What animates Trumpists is the exclusive rights to the story we tell ourselves about who we are. They want to defend Confederate monuments, outlaw admitting the racism in our past in K-12 schools, outlaw admitting to children that gay couples exist, not use preferred pronouns, outlaw parents accepting their trans kids, refuse to countenance non-Christian holidays, have superheroes be white men, make racist comments without being shunned. None of these issues involve creating infrastructure or distributing resources. Trumpists want to craft their own historical national narrative, for themselves and for all our children.

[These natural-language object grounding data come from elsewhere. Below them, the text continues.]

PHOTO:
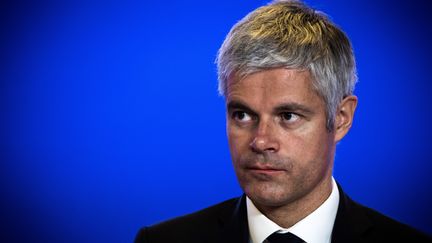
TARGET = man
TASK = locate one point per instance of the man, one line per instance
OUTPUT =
(287, 74)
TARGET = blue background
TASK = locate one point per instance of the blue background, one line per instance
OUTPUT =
(110, 118)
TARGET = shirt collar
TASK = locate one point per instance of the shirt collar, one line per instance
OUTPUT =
(314, 228)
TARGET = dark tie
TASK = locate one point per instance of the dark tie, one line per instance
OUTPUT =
(284, 238)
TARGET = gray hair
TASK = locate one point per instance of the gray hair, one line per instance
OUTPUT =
(290, 34)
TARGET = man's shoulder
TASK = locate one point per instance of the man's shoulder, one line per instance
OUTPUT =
(393, 229)
(191, 227)
(377, 226)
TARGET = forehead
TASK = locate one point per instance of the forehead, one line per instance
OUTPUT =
(273, 86)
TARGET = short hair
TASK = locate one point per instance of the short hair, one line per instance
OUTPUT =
(290, 34)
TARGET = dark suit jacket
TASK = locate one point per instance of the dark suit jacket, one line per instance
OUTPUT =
(227, 222)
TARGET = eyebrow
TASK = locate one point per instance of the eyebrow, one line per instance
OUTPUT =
(284, 107)
(233, 105)
(293, 106)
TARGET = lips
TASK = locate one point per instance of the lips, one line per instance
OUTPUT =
(265, 168)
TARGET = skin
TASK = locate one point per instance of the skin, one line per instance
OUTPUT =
(281, 149)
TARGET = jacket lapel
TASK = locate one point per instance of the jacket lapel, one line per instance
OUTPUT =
(233, 223)
(351, 222)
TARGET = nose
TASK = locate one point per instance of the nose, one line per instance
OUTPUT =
(265, 139)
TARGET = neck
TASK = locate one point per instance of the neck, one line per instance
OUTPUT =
(289, 214)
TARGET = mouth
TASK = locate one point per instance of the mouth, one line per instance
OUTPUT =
(265, 169)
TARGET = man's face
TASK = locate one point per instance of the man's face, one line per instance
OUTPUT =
(280, 147)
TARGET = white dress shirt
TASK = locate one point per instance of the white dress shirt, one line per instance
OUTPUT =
(317, 227)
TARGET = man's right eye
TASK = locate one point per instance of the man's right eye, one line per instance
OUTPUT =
(241, 116)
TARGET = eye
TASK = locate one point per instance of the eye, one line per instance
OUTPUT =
(289, 117)
(241, 116)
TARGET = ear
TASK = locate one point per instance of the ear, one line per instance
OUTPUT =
(344, 116)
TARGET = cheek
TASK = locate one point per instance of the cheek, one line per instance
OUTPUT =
(308, 145)
(238, 140)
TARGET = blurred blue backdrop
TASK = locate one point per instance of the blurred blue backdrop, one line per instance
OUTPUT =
(110, 118)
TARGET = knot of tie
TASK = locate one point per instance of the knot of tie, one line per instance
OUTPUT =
(284, 238)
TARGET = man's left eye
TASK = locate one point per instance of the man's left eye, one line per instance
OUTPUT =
(289, 117)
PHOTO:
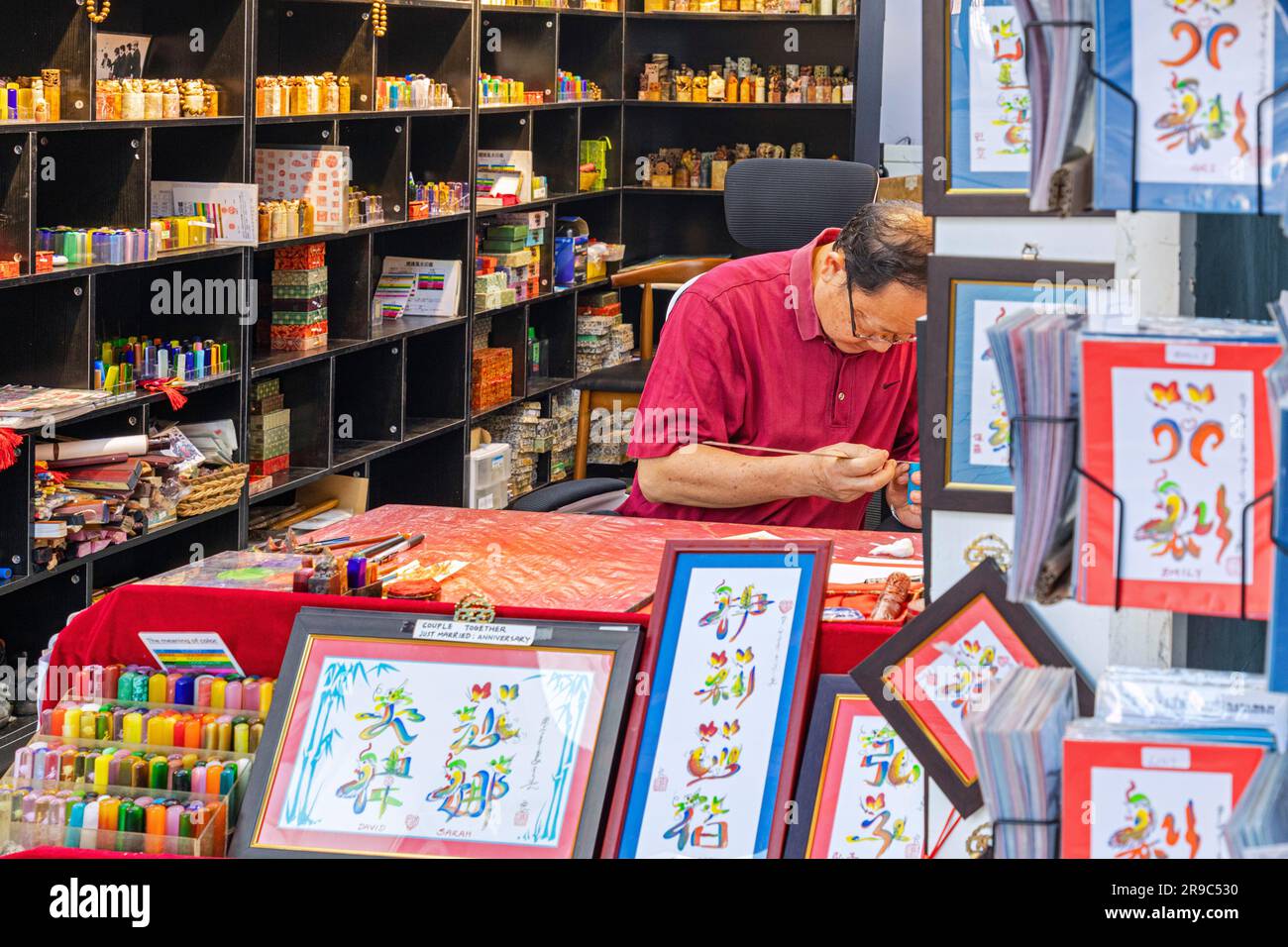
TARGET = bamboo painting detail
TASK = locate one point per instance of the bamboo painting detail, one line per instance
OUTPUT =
(505, 748)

If it were, say, taxes that lit a fire under them, a compromise could be struck. But the narrative creation of a national identity cannot happen through legislation alone, despite Trumpists’ vigorous and dangerous efforts. Nor is it amenable to compromise—what is the appropriate give-and-take supposed to be when the “take” is tearing trans children from their families?
Governing Democrats are left without a serious partner to debate the rational choices we need to make to run the country.
At the recent Supreme Court confirmation hearings of Judge Ketanji Brown Jackson, Republicans quizzed her position on teaching critical race theory in schools, the books she would permit children to read, her definition of “woman.” What they did not coherently articulate were their fears about actual legal shifts that would occur were she to be on the Supreme Court. Their preoccupation was with national identity. Charlie Kirk, executive director of the right-wing youth organization Turning Point USA, put his objection to the nomination in frighteningly simple terms, saying that Jackson “is what your country looks like on critical race theory… your children and your grandchildren are going to have to take orders from people like her. And what’s amazing is that she kind of has an attitude too.”
Republicans have proven how much they will sacrifice to maintain their identity in opposition to Democrats. They risk their lives rather than wear the mask or get the vaccine they associate with their enemies. And in the end, counties that voted for Trump had a higher death rate than those that voted for Biden. They are literally dying to maintain their political identity. These are not people willing to go in with Democrats on deciding the future of our country.
We are unlikely to have a second Civil War similar to the first, if only because the current state of our military and the geographic distribution of partisans prohibits it. But our social contract can fray still further, permitting more cruel laws, more sporadic violence, more destabilization.
To the degree that their fury over our national identity is coherent, Trumpists are infuriated that the left acknowledges our social contract—our ground rules, our Constitution—may not be a set of perfect ideas that were sadly and briefly imperfectly applied, but have inherent problems. That animus against the marginalized may be baked in. The Trumpists demand we refrain from criticizing the origins of our social contract, and yet it is they who are dancing up to the edge of tearing it apart.